Sometimes, we don't even need to think about the catastrophes that occur in other places, to other people. It is enough to contemplate our local problems - poverty, homelessness, disempowerment, marginalisation, abuse, corruption, political ineptitude, moral emptiness - and our own private losses and griefs - separation, illness, death, feeling hard done-by, feeling misunderstood, feeling a failure, feeling weak and inadequate.
Everywhere, there are reasons not to hope. It is much easier to abandon hope than to live it. Yet hope is our sacred duty at this time, for without hope we are trapped in our own despair, stymied by our own inadequacy, sapped of the will to fight to make a better world for the children. Hope is not a logical virtue. If we were to live by logic, we would have abandoned hope long ago; during the Famine, maybe; or during the long decades and centuries of emigration and the forcible splitting up of families; or during the hard coming to birth of this nation and the tough early decades of the State; or during the dark years of violent sectarian conflict on this island.

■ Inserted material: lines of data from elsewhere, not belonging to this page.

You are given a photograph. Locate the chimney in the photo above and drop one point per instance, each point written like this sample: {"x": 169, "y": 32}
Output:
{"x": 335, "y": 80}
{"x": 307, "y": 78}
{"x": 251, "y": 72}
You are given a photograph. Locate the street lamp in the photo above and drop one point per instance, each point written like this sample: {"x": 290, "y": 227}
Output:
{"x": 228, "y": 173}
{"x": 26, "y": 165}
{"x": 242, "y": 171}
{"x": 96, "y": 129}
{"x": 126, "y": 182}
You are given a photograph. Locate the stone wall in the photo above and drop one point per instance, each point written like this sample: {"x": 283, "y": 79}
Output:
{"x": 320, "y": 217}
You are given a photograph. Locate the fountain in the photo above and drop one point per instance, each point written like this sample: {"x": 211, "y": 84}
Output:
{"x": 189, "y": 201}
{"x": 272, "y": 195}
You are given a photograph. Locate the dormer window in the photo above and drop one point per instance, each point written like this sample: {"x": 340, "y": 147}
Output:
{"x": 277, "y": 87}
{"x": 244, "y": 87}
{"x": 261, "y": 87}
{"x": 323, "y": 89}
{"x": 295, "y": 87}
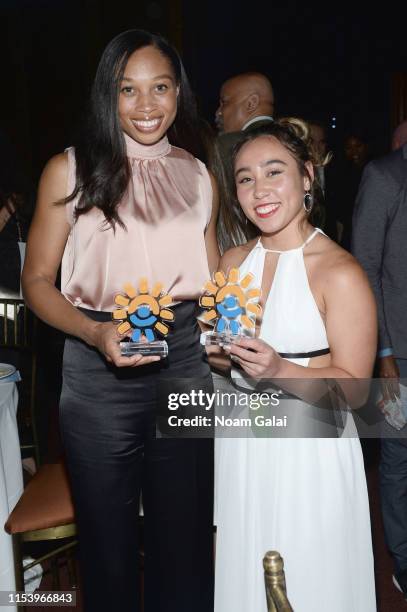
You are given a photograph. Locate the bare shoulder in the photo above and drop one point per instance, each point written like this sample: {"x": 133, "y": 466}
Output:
{"x": 54, "y": 179}
{"x": 334, "y": 268}
{"x": 234, "y": 257}
{"x": 56, "y": 166}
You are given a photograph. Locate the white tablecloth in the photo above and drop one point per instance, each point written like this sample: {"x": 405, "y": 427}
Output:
{"x": 11, "y": 481}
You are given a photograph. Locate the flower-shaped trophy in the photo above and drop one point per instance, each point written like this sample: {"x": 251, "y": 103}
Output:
{"x": 146, "y": 314}
{"x": 231, "y": 306}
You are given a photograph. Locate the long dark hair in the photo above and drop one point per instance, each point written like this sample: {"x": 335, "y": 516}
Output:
{"x": 233, "y": 227}
{"x": 102, "y": 168}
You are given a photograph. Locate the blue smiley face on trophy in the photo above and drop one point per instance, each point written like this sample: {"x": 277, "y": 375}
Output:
{"x": 232, "y": 307}
{"x": 143, "y": 314}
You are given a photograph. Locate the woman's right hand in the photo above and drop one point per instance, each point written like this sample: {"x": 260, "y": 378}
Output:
{"x": 107, "y": 340}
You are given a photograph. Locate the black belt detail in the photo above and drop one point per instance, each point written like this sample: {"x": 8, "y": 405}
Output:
{"x": 305, "y": 355}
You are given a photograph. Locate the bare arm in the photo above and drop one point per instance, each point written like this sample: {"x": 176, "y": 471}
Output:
{"x": 46, "y": 242}
{"x": 351, "y": 329}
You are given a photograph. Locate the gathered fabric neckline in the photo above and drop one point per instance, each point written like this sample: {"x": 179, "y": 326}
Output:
{"x": 140, "y": 151}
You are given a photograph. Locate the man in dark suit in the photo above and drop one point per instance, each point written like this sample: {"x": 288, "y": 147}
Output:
{"x": 379, "y": 242}
{"x": 246, "y": 101}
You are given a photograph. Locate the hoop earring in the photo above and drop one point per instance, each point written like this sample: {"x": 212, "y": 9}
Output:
{"x": 308, "y": 202}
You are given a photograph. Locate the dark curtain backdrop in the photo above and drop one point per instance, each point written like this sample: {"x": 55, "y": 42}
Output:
{"x": 323, "y": 63}
{"x": 49, "y": 50}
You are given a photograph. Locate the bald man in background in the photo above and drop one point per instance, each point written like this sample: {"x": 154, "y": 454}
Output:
{"x": 245, "y": 101}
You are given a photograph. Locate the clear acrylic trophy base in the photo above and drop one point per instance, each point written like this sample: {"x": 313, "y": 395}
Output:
{"x": 218, "y": 338}
{"x": 154, "y": 348}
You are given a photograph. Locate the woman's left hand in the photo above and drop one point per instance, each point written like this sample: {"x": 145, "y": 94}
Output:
{"x": 256, "y": 357}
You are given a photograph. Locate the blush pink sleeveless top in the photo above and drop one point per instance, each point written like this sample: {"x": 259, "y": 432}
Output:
{"x": 166, "y": 210}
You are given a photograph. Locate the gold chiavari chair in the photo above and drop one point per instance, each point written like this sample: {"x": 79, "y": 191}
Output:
{"x": 274, "y": 578}
{"x": 44, "y": 512}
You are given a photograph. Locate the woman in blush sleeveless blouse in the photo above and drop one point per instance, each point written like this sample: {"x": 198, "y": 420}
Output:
{"x": 298, "y": 493}
{"x": 130, "y": 201}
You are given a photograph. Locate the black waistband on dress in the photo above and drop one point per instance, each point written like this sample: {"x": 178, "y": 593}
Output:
{"x": 305, "y": 355}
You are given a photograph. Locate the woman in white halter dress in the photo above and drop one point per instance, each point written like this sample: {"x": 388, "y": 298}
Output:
{"x": 304, "y": 497}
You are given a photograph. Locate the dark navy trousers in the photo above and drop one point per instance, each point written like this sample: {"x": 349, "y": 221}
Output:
{"x": 108, "y": 428}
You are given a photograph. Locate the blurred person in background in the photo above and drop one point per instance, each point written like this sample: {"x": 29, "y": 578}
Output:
{"x": 379, "y": 243}
{"x": 246, "y": 101}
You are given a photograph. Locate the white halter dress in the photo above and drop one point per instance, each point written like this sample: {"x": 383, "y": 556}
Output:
{"x": 304, "y": 497}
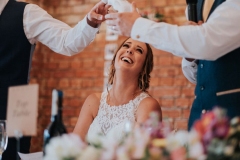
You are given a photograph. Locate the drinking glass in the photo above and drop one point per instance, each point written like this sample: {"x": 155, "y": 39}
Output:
{"x": 3, "y": 137}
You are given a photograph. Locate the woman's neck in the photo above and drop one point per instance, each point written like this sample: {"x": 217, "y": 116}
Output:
{"x": 123, "y": 90}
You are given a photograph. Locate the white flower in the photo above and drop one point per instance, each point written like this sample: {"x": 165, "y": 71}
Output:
{"x": 177, "y": 140}
{"x": 91, "y": 153}
{"x": 65, "y": 146}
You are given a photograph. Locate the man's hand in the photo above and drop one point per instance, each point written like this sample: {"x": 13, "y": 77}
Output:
{"x": 97, "y": 14}
{"x": 122, "y": 23}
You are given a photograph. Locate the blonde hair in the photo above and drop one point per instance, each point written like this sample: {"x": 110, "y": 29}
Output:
{"x": 144, "y": 76}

But we would have been wrong not to hope through those times, as our current economic buoyancy and international success and the stumbling beginnings of peace in our country have shown; and we would be wrong not to continue to hope, in spite of everything, into this new era that is just beginning.
Hope is a mystical virtue. If we look for human solutions to our problems, we will soon fall into despair, for problems such as abuse, torture, oppression, racism, hatred, corruption and war are not amenable to merely human solutions. That is why, as Christians, we are called to hope. We are called to probe the forbidden, to unmask monsters, to look death in the eye and to live in love's inimitable way. With hope goes the jubilee virtue of forgiveness. Our freedom as human beings is grounded in forgiveness. Forgiveness liberates us. And it works both ways, for we are all both wounder and wounded, oppressor and oppressed, sinned against and sinning. Being forgiven liberates us, and forgiving also liberates us. Forgiveness allows us to understand our own wretchedness and to accept our failures. Together, forgiveness, understanding and acceptance lead us into celebration - of ourselves, of each other, of humanity, and of jubilee.

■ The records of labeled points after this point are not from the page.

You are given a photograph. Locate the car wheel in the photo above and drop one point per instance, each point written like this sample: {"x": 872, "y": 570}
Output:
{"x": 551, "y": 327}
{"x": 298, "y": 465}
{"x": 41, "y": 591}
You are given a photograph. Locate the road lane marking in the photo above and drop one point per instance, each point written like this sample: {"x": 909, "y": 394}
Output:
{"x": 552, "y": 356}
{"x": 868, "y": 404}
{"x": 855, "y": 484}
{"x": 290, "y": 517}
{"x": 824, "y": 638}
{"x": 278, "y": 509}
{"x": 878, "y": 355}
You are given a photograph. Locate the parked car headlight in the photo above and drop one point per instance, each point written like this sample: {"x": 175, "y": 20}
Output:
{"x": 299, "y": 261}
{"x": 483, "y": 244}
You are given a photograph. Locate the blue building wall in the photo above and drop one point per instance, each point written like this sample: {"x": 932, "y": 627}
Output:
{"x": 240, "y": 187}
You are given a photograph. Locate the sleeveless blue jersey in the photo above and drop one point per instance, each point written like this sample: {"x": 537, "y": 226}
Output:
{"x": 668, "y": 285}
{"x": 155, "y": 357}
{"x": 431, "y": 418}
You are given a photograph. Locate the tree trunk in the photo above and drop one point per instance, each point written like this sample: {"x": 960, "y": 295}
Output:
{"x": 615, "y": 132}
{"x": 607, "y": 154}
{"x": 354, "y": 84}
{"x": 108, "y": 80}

It is interesting and helpful to us today to reflect on what jubilee meant to the people of Israel in biblical times. But it is important that we should live this jubilee year in our own time. That means that we should review and renew our habits, our ways of thinking and acting, in the light of an acute awareness of the impact - social, political, economic, moral and spiritual - that our actions have on those around us, on society and on our institutions of State and faith.
We are all responsible for the world we live in. We hold that responsibility jointly, and we hold it now. Now is our time to take responsibility, in joy and hope and celebration and with forgiveness in our hearts, for ourselves, for our families and loved ones, for our communities, for our environment, for our towns and cities and nations and states, for our children, for our political and social and religious institutions, for our past, our present and our future.
The world is ours while we live in it, and ours to pass on to our children. It is our mother Earth and the source of our life, and it is our responsibility to look after it. It is up to us to create it every day anew, especially in this jubilee year, as we live out our lives in Christian joy and millennial hope.